Foto y texto de Antonio Monleón Anguita
A las bolas empezábamos a jugar en primavera en los hoyos que abríamos en las calvas del empedrado de cualquier placeta. Había hoyos profundos de borde redondeado como trazado a compás y también los había pequeños e irregulares, abiertos de cualquier manera. En los primeros jugaban los profesionales, aquellos niños más habilidosos y fuertes que llevaban colgando de la correa una bolsa de lienzo llena de bolas de todas las clases, calibres y colores. Estos niños jugaban con bolas de china a las que denominaban pitinas y que utilizaban con una habilidad pasmosa. Había quien lanzaba desde lejos y le daba a la bola del contrario mientras gritaba las palabras clave del juego: ¡Primera, pie grande y matute! Y a continuación la metía en el hoyo en cuestión de segundos. Los demás utilizábamos bolas de catarro, jugábamos en los hoyos irregulares y necesitábamos numerosas tiradas para hacer lo mismo, y por supuesto no jugábamos a la verdad, lo hacíamos de forma tan conservadora que las partidas se hacían interminables. Había dos maneras de lanzar las bolas: formando un resorte con el dedo pulgar y el corazón o con los dedos pulgar e índice.

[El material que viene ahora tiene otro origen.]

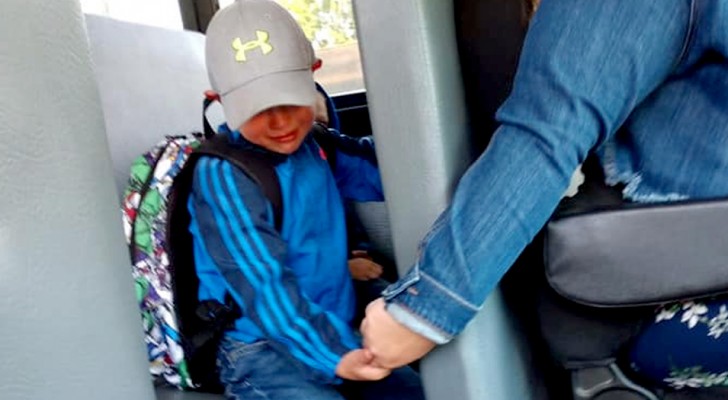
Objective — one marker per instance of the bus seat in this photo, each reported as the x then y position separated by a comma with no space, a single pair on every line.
418,112
151,81
70,325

En el primer caso la bola se golpeaba con el corazón y en el segundo con el pulgar mientras con la izquierda se medían las cuartas sin meter manga.
Pasado un tiempo y lo mismo que habían llegado, se iban las bolas y desaparecían los hoyos, y en los puestos de la Pepa, la María y la Carmela se veían ya los primeros trompos recién pulidos y elaborados...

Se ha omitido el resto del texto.